Phancy Group Co., Ltd.
- Trade name: 4Paradigm
- Native name: 北京第四范式智能技术股份有限公司
- Type: Public
- Traded as: SEHK: 6682
- Industry: Artificial intelligence
- Founded: 17 September 2014; 11 years ago
- Founders: Dai Wenyuan Yang Qiang
- Headquarters: Beijing, China
- Key people: Dai Wenyuan (Chairman & CEO)
- Revenue: CN¥4.20 billion (2023)
- Net income: CN¥−9.21 million (2023)
- Total assets: CN¥7.15 billion (2023)
- Total equity: CN¥5.45 billion (2023)
- Number of employees: 1,801 (2023)
- Website: www.4paradigm.com

= 4Paradigm =

Chinese AI company

Phancy Group Co., Ltd. doing business as 4Paradigm (Dìsì Fànshì (第四范式)) is a Chinese company publicly listed in Hong Kong that focuses on providing artificial intelligence (AI) tools and applications in China.

== Background ==
4Paradigm was founded in 2014 by several former employees of Huawei's AI division. Dai Wenyuan who was one of the main co-founders and the current CEO was featured in the Innovators Under 35 list from MIT Technology Review. He was part of Shanghai Jiao Tong University's team that won the International Collegiate Programming Contest world championship in 2005 and as of 2017 had the third most cited paper in the field of transfer learning.
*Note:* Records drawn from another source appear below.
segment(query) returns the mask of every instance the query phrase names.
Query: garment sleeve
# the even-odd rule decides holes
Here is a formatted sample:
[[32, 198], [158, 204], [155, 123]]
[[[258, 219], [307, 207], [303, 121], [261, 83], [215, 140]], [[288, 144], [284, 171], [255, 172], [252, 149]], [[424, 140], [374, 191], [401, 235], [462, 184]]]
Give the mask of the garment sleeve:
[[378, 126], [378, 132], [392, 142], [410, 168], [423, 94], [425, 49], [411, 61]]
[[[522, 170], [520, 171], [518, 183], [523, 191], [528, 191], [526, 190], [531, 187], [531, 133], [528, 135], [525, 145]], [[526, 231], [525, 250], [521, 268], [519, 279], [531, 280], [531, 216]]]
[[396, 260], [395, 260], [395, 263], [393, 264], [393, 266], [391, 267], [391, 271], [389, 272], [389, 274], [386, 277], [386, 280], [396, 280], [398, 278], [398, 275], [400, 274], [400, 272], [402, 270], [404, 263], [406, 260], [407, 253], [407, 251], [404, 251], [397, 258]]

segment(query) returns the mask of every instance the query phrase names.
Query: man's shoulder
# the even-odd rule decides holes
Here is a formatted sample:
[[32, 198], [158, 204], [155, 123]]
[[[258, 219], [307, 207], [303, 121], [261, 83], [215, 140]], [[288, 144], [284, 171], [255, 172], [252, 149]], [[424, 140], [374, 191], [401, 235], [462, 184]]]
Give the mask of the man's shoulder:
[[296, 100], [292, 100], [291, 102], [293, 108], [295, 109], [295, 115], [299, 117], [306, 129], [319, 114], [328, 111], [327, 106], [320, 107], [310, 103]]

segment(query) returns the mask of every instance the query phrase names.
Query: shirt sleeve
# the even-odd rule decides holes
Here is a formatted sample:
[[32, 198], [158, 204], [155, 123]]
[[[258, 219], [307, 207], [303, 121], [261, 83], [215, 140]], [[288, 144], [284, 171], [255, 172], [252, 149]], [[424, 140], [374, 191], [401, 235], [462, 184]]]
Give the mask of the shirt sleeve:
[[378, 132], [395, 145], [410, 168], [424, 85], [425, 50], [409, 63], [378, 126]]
According to Dai, 4Paradigm was founded to eliminate the technical barrier for those looking to apply AI technology. It provides its clients a suite of software tools that let them run complex algorithms without needing to rely on specialists. For example, it provides tools for banks to perform analysis such as identifying customers and detecting fraud. It also has made its owns chips that could process its algorithms which are offered as part of its packages to clients.

Investors of 4Paradigm include Goldmans Sachs, Sequoia Capital, Sinovation Ventures, Cisco and Lenovo. Later investors included Chinese banks that were significant clients of 4Paradigm.

From 2015 to 2017, 4Paradigm expanded into Chinese banking sector with more than half of the top 20 banks adopting its tools. It benefited from the Chinese government's deleveraging campaign as well as growing popularity of online payments by companies such as Alibaba and Tencent.

4Paradigm tools has also been used in the medial and antique industries. In September 2018, 4Paradigm and Ruijin Hospital developed a tool named Ruining Zhitang which could assess the risk of diabetes in real time.

By December 2018, 4Paradigm had reached a valuation over US$1 billion and acquired unicorn status.

In April 2023, 4Paradigm announced it had launched Shishuo, an enterprise level product that follows ChatGPT.

4Paradigm had applied for an initial public offering (IPO) in Hong Kong but had failed three times before. One of the major concerns was US Sanctions. On 28 September 2023, 4Paradigm completed its IPO and became a publicly listed company on the Hong Kong Stock Exchange. It raised HKD 1.02 billion (US$130 million).

== US Sanctions ==

On 16 December 2021, 4Paradigm was profiled by The Washington Post as an entity of concern by the Biden Administration. The Center for Security and Emerging Technology of Georgetown University stated in its report that 4Paradigm did not publicly announce it had a contract with the People's Liberation Army (PLA) Armored Forces Academy. The contract appeared on a PLA procurement database which was publicly accessible until 2021. The contact was for "battalion command decision-making and human-machine teaming software". There were concerns that US investors were funding companies that had Chinese military or surveillance ties. 4Paradigm stated in response that its products are "designed and intended only for civilian uses" and it didn't have a license for military provisions.

In March 2023, 4Paradigm was added to the Bureau of Industry and Security Entity List.